For the last twenty years, since I was two years old, my family’s 4th of July tradition has consisted of the same events. We first attend our neighborhood carnival, which includes the ferris wheel, the giant slide, and cotton candy. Next is our street block party with hot dogs, American flag shortbread cookies, and basketball games. Finally, the classic Flag Day event, the fireworks. For the last few years, I’ve also added a 5k or 10k race to that line-up.
While this is fun, there’s so much more to the celebration of the Union. I decided to find out how much blood those red, white, and blue decorations have cost our country. The facts are pretty astounding:
American Revolutionary War (1775-1783): 50,00 dead or wounded
War of 1812 (1812-1815): approximately 20,000 dead or wounded
Civil War (1861-1865): 750,00 dead (not including wounded)
World War I (1917-1918): 320,518 dead or wounded
World War II (1941-1945): 1,076,245 dead or wounded
Korean War (1950-1953) :128,650 dead or wounded
Vietnam War (1955-1975): 211,454 dead or wounded
War on Terror (2001-present): 57,614 dead or wounded
That’s a total of 2,614,481 soldiers who have been killed or wounded defending our country—and that’s just the big wars. I haven’t included all the Native American wars, the Spanish-American wars, or any of the other small conflicts the US has participated in since the founding of the Union. If you’re interested, the full list is here.

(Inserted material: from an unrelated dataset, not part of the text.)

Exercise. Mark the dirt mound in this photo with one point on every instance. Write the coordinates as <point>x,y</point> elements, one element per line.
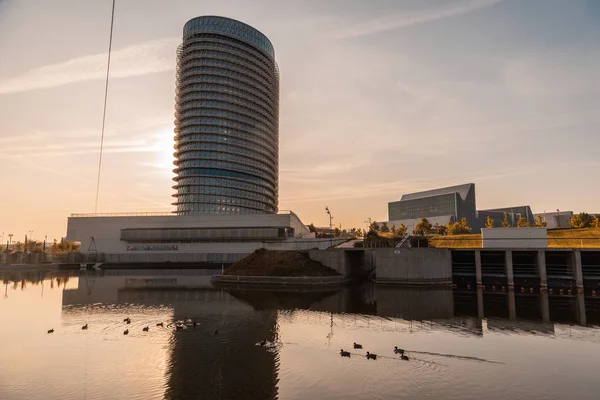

The end of the Declaration of Independence says this:
We, therefore, the Representatives of the United States of America, in General Congress, Assembled, appealing to the Supreme Judge of the world for the rectitude of our intentions, do, in the Name, and by Authority of the good People of these Colonies, solemnly publish and declare, That these United Colonies are, and of Right ought to be Free and Independent States…they have full Power to levy War, conclude Peace, contract Alliances, establish Commerce, and to do all other Acts and Things which Independent States may of right do. And for the support of this Declaration, with a firm reliance on the protection of divine Providence, we mutually pledge to each other our Lives, our Fortunes and our sacred Honor.